Cálice
Chico Buarque e Gilberto Gil
Pai, afasta de mim esse cálice
Pai, afasta de mim esse cálice
Pai, afasta de mim esse cálice
De vinho tinto de sangue
Como beber dessa bebida amarga
Tragar a dor, engolir a labuta
Mesmo calada a boca, resta o peito
Silêncio na cidade não se escuta
De que me vale ser filho da santa
Melhor seria ser filho da outra
Outra realidade menos morta
Tanta mentira, tanta força bruta
Como é difícil acordar calado
Se na calada da noite eu me dano
Quero lançar um grito desumano
Que é uma maneira de ser escutado
Esse silêncio todo me atordoa
Atordoado eu permaneço atento
Na arquibancada pra a qualquer momento
Ver emergir o monstro da lagoa
De muito gorda a porca já não anda
De muito usada a faca já não corta
Como é difícil, pai, abrir a porta
Essa palavra presa na garganta
Esse pileque homérico no mundo
De que adianta ter boa vontade
Mesmo calado o peito, resta a cuca
Dos bêbados do centro da cidade
Talvez o mundo não seja pequeno
Nem seja a vida um fato consumado
Quero inventar o meu próprio pecado
Quero morrer do meu próprio veneno
Quero perder de vez tua cabeça
Minha cabeça perder teu juízo
Quero cheirar fumaça de óleo diesel
Me embriagar até que alguém me esqueça
(Disponível em http://letras.mus.br/chico-buarque/45121/.
Acesso em 31 mar. 2014)
A música Cálice, de Chico Buarque e Gilberto Gil, foi composta no ano de 1973, no período da Ditadura Militar brasileira. Desde o título, a música apresenta uma série de questões relativas ao período pelo qual o Brasil estava passando.
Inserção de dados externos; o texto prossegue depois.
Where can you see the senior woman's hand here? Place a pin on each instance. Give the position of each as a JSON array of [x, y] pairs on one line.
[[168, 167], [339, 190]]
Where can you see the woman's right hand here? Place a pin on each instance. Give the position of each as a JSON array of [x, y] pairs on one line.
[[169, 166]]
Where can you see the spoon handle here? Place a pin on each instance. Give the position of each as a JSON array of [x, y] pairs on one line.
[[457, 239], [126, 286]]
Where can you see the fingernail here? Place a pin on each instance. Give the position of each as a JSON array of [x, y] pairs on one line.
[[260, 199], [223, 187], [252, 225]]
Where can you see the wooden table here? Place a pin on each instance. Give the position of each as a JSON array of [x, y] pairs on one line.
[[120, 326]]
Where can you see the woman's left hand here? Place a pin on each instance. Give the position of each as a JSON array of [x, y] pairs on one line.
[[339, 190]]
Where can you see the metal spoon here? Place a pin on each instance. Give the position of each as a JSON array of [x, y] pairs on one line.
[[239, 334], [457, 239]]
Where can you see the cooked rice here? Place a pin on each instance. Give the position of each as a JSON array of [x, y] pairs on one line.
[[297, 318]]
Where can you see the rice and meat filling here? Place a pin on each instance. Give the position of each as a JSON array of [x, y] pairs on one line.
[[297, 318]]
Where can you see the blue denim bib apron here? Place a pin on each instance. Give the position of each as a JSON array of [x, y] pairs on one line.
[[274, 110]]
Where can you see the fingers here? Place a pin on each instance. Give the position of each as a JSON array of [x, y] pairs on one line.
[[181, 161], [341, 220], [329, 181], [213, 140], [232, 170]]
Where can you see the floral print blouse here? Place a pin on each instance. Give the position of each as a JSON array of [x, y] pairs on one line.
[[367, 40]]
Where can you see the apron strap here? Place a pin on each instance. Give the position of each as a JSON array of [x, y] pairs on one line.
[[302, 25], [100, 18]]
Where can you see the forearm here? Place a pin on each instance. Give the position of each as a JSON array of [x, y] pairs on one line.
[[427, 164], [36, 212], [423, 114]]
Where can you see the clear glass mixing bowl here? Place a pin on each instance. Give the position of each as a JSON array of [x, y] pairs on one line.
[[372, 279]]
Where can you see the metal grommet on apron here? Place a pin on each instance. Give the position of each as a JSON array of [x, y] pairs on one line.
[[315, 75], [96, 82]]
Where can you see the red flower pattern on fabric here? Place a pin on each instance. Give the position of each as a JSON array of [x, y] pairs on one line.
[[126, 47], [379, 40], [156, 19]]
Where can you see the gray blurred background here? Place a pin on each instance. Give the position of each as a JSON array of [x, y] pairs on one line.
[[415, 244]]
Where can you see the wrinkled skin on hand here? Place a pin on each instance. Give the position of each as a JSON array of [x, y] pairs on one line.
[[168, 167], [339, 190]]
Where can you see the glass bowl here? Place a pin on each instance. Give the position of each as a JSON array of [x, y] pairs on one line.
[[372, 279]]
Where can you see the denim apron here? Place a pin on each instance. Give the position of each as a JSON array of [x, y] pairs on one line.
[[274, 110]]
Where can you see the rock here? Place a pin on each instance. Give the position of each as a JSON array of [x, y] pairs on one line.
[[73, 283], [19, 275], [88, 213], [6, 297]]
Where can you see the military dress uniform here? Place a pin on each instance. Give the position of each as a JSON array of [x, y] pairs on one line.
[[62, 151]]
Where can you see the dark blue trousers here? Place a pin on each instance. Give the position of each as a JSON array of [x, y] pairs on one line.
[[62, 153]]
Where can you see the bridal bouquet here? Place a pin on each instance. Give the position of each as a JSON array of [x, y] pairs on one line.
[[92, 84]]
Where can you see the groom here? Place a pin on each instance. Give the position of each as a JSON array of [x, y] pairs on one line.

No que diz respeito aos fatos retratados na letra da música, pode-se afirmar que
os autores falam abertamente sobre o que está acontecendo, sem uma preocupação com a censura vigente na época, pois eram músicos reconhecidos e estavam livres de tal aparato.
os autores falam abertamente do que está acontecendo naquele momento, mesmo sabendo que poderão sofrer consequências como censura e apreensão.
os autores falam de coisas singelas e ingênuas, a fim de burlar a censura vigente e aplacar a fúria dos censores.
os autores falam sobre a trajetória de Cristo, a fim de convencer os censores, muitos deles católicos fervorosos, de sua postura imparcial frente ao momento histórico.
os autores, com o intuito de burlar a censura, criam uma letra em que nada é o que parece ser, pois há referências indiretas e veladas ao que está acontecendo no país naquele momento.